Further, the professor indicate to save time in processing the results of the peer assessment afterwards as there was no processing because the results were automatically generated by the tool.

Also according to the professor, the learning effect by students of watching other peers’ work and formulating reasons why one was better than the other, was not to be underestimated.

D-PAC successfully handles video-material on large scale

A first pairwise comparison experiment with video material in D-PAC is successfully completed. The goal of this experiment was twofolded: (1) test the tool on the scalability using videos; (2) and test the inter-rater reliability.

A group of 134 students in Education Sciences had to judge 9 clips on the quality of the simulated scientific semi-structured interview demonstrated. The pairwise comparisons were all scheduled synchronously. So, in total 134 assessors were simultaneously interacting with the D-PAC system which was sending out video clips to these assessors. During the experiment no technological issues arose, leading to a very positive conclusion on the scalability of the D-PAC tool.

In order to test the inter-rater reliability the group of assessors was split in three random groups consisting out of 46, 44 and 44 assessors. All of the groups assessed the video’s in a comparative manner. The only difference between the groups was in terms of providing feedback when every comparison was completed. Group 1 was not specifically instructed to give any argumentation or feedback during the process. The second group was asked to give a short overall argumentation for their choice after each comparison. Group 3 was asked to write down some positive and negative features of each interview after each comparison.
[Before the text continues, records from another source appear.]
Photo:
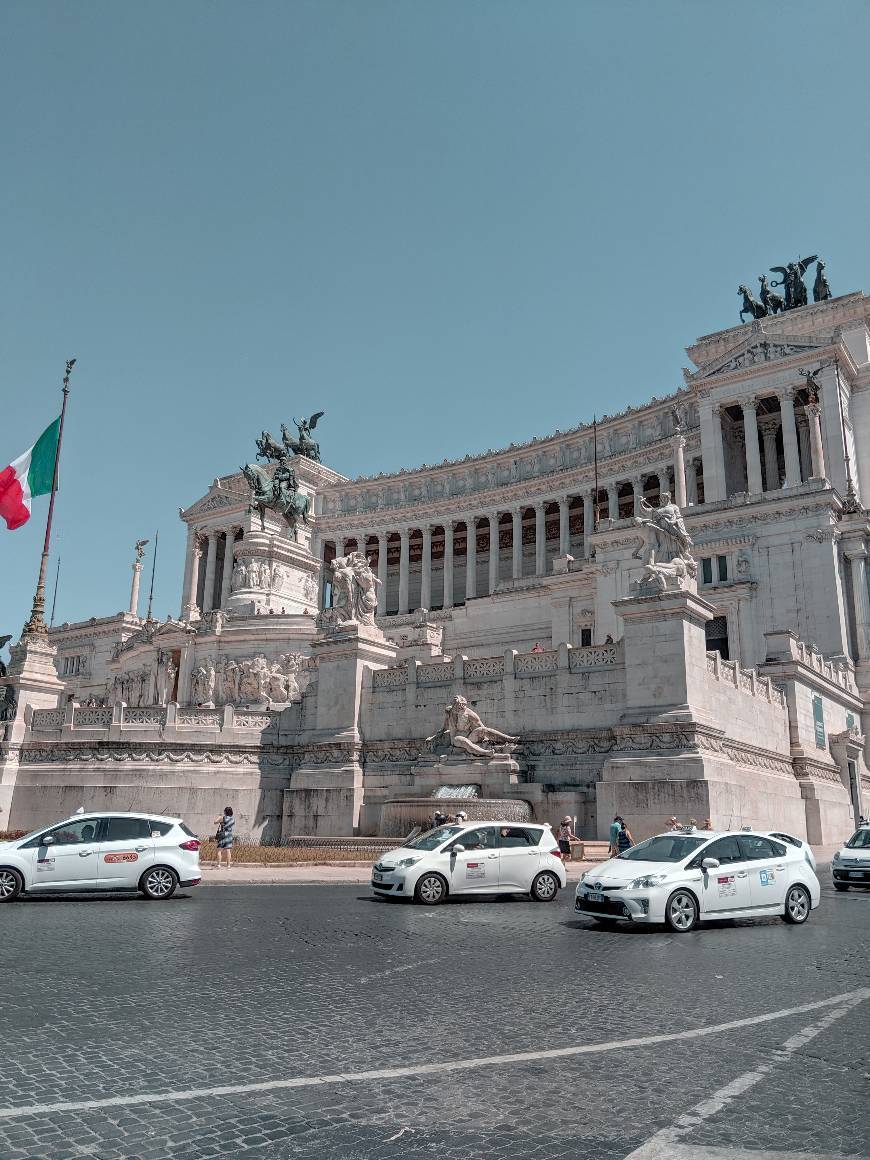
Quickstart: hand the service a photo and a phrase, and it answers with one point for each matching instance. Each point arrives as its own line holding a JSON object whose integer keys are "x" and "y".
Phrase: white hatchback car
{"x": 688, "y": 876}
{"x": 102, "y": 852}
{"x": 491, "y": 857}
{"x": 850, "y": 865}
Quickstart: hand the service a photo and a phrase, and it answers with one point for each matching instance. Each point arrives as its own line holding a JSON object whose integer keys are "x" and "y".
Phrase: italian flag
{"x": 31, "y": 473}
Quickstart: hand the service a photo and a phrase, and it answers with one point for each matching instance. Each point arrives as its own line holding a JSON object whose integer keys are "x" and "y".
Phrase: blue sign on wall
{"x": 819, "y": 722}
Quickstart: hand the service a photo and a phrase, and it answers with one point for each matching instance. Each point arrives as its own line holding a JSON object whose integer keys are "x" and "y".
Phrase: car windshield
{"x": 664, "y": 848}
{"x": 434, "y": 839}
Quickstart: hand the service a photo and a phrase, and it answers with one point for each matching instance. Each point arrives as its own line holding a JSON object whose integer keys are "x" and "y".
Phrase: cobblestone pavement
{"x": 150, "y": 1007}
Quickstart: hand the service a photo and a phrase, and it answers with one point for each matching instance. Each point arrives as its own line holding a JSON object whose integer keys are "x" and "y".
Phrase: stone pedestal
{"x": 273, "y": 572}
{"x": 35, "y": 684}
{"x": 326, "y": 790}
{"x": 665, "y": 654}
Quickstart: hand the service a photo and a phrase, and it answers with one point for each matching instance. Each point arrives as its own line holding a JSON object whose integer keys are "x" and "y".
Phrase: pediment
{"x": 214, "y": 501}
{"x": 755, "y": 350}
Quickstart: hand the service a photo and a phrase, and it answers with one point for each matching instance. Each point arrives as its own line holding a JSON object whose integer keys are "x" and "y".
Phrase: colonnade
{"x": 800, "y": 433}
{"x": 490, "y": 546}
{"x": 208, "y": 587}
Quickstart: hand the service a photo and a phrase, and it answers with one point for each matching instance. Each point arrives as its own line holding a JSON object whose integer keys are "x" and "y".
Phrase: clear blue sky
{"x": 449, "y": 224}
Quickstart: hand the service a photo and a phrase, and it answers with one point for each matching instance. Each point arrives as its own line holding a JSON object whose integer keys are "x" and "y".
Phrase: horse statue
{"x": 774, "y": 303}
{"x": 277, "y": 493}
{"x": 304, "y": 446}
{"x": 267, "y": 448}
{"x": 751, "y": 306}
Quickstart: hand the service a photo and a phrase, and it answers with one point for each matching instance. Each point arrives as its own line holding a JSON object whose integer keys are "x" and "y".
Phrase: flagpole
{"x": 36, "y": 624}
{"x": 153, "y": 568}
{"x": 53, "y": 600}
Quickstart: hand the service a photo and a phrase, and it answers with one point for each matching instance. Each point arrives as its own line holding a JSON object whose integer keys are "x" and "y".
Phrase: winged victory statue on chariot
{"x": 278, "y": 490}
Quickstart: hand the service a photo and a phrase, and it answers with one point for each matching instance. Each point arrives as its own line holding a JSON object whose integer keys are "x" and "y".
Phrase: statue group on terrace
{"x": 791, "y": 280}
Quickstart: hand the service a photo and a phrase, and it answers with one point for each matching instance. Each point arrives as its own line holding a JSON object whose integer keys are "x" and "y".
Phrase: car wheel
{"x": 545, "y": 887}
{"x": 797, "y": 905}
{"x": 11, "y": 885}
{"x": 430, "y": 890}
{"x": 159, "y": 883}
{"x": 681, "y": 913}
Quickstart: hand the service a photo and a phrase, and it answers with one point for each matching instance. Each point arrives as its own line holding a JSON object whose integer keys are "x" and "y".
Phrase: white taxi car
{"x": 850, "y": 865}
{"x": 492, "y": 857}
{"x": 103, "y": 852}
{"x": 689, "y": 876}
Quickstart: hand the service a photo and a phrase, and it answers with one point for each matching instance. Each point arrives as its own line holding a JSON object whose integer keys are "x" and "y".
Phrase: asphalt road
{"x": 328, "y": 1019}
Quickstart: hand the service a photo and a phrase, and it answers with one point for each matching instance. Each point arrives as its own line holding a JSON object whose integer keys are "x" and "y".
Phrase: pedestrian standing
{"x": 615, "y": 835}
{"x": 224, "y": 836}
{"x": 566, "y": 836}
{"x": 624, "y": 839}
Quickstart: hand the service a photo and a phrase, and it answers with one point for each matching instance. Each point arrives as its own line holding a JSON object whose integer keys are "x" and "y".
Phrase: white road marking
{"x": 665, "y": 1145}
{"x": 456, "y": 1065}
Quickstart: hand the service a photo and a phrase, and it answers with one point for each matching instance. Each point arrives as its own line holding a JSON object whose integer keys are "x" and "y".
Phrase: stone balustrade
{"x": 745, "y": 680}
{"x": 123, "y": 719}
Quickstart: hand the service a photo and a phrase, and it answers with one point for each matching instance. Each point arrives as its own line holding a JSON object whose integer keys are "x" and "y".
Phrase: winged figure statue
{"x": 304, "y": 444}
{"x": 791, "y": 280}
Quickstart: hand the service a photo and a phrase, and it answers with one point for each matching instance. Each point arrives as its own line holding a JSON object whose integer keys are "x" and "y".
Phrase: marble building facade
{"x": 512, "y": 578}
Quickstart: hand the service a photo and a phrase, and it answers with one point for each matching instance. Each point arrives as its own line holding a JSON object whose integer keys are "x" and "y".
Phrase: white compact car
{"x": 492, "y": 857}
{"x": 688, "y": 876}
{"x": 102, "y": 852}
{"x": 850, "y": 865}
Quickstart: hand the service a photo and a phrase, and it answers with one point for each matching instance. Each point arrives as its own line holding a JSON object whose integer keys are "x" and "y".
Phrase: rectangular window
{"x": 717, "y": 636}
{"x": 819, "y": 722}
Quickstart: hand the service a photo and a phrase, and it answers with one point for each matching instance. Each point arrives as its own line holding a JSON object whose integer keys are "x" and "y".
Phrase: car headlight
{"x": 646, "y": 882}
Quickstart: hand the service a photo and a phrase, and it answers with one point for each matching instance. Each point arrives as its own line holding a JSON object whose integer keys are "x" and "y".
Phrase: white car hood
{"x": 618, "y": 871}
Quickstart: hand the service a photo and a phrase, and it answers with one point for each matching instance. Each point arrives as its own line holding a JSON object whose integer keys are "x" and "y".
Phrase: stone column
{"x": 448, "y": 600}
{"x": 588, "y": 521}
{"x": 539, "y": 539}
{"x": 517, "y": 516}
{"x": 769, "y": 428}
{"x": 470, "y": 558}
{"x": 493, "y": 517}
{"x": 426, "y": 570}
{"x": 681, "y": 498}
{"x": 190, "y": 607}
{"x": 404, "y": 568}
{"x": 613, "y": 501}
{"x": 208, "y": 596}
{"x": 751, "y": 433}
{"x": 564, "y": 526}
{"x": 711, "y": 437}
{"x": 691, "y": 483}
{"x": 227, "y": 577}
{"x": 637, "y": 487}
{"x": 383, "y": 564}
{"x": 861, "y": 602}
{"x": 135, "y": 588}
{"x": 813, "y": 414}
{"x": 719, "y": 452}
{"x": 789, "y": 439}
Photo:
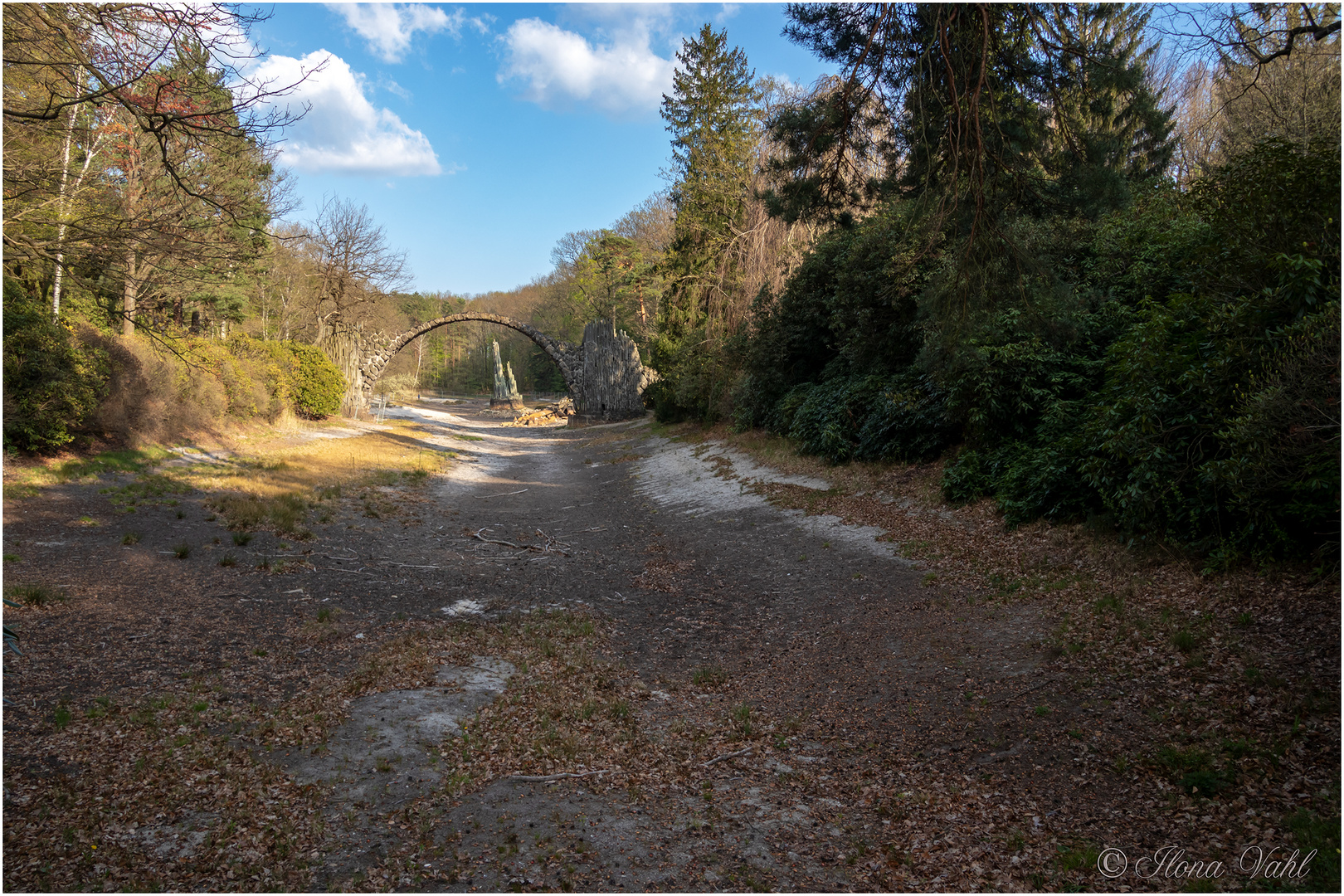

The amount of comparisons each group made was 520, 354 and 351 comparisons, respectively.

Based on the pairwise comparison data we calculated the Scale Separation Reliability for each of the three groups of assessors separately. The results are given in Table 1. From this table it can be seen that the reliabilities are high (.91 – .93).

Table 1. Scale separation reliability and average number of comparisons per video

Scale Separation Reliability Average number comparisons per video
Group 1 .93 104
Group 2 .93 79
Group 3 .91 78

 

To provide an answer on the question of inter-rater reliability we calculated the correlations between the estimated abilities (based on the Bradley-Terry –Luce Model) of each of the three assessments (see Table 2).  The Spearman rank correlations between the two assessments in which assessors had to provide an argumentation (Group 2) and where assessors had to provide feedback (Group 3) is the highest (.87). The Spearman rank correlations between the scores resulting from the assessment without any argumentation (Group 1) and the two other conditions are somewhat smaller (.82 and .84). Overall these correlations are high.

 

Table 2. Spearman Rank Correlations between scores coming from the 3 groups of assessors

Group 1 Group 2 Group 3
Group 1 1
Group 2 .82 1
Group 3 .84 .87 1

 

Given that each of the 36 possible pairs were assessed by multiple assessors within and between the three groups, we were able to calculate the agreement between assessors for each possible pair. In Figure 1 the agreement is plotted per pair, split up for the three groups of assessors. As shown, the average agreement in each group overall is around 77%. For some pairs the agreement is only 50%, for other pairs the agreement is 100%. These differences can, of course be partially attributed to the fact that in some of the pairs are more difficult to judge than some other pairs. Comparing the results of the three groups showed no significant differences.

fig 1 blog 3

To conclude, this pairwise comparison experiment first of all demonstrates the robustness of the tool to deal with large numbers of assessors assessing video clips simultaneously. From the resulting scales and pairwise comparison data learned us that the inter-rater reliability seems to be rather high as well.